Umweltbildung mit Jugendlichen der Ausbildungsstätte Friesack
Im Rahmen unseres geplanten Umwelttages
trat die Oberförsterin Frau Blanke an uns heran und bat um Unterstützung
bei der Aufforstung des Waldes. Als wir den Jugendlichen dieses Projekt vorstellten,
zeigten sie sofort Begeisterung. In der Zeit vom 14.03. bis 29.03.07 fanden
an 7 Tagen mit den Teilnehmern der Berufsvorbereitenden Bildungsmaßnahme
der ÜAZ - Ausbildungsstätte Friesack Arbeitseinsätze im Forst
statt.
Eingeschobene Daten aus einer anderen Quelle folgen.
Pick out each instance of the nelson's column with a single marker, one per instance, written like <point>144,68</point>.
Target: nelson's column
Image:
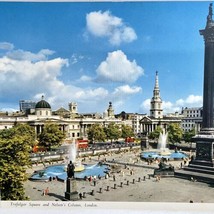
<point>201,167</point>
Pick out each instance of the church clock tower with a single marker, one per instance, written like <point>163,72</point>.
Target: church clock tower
<point>156,110</point>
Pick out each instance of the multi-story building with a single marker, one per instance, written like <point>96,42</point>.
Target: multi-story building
<point>27,105</point>
<point>192,119</point>
<point>156,118</point>
<point>70,121</point>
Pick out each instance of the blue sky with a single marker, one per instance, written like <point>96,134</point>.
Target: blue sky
<point>92,53</point>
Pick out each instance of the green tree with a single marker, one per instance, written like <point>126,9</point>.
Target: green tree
<point>156,133</point>
<point>51,136</point>
<point>187,136</point>
<point>15,145</point>
<point>96,133</point>
<point>113,131</point>
<point>127,131</point>
<point>175,133</point>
Die Jugendlichen bepflanzten ein ca. 9 Hektar großes Gebiet mit
verschiedenen Arten von Laubbäumen.
Bevor es an die Arbeit ging, wurden alle von der Oberförsterin begrüßt
und in einem lehrreichen Informationsgespräch darüber in Kenntnis
gesetzt, welche Bepflanzung im Land Brandenburg vorwiegend wie und wo erfolgt.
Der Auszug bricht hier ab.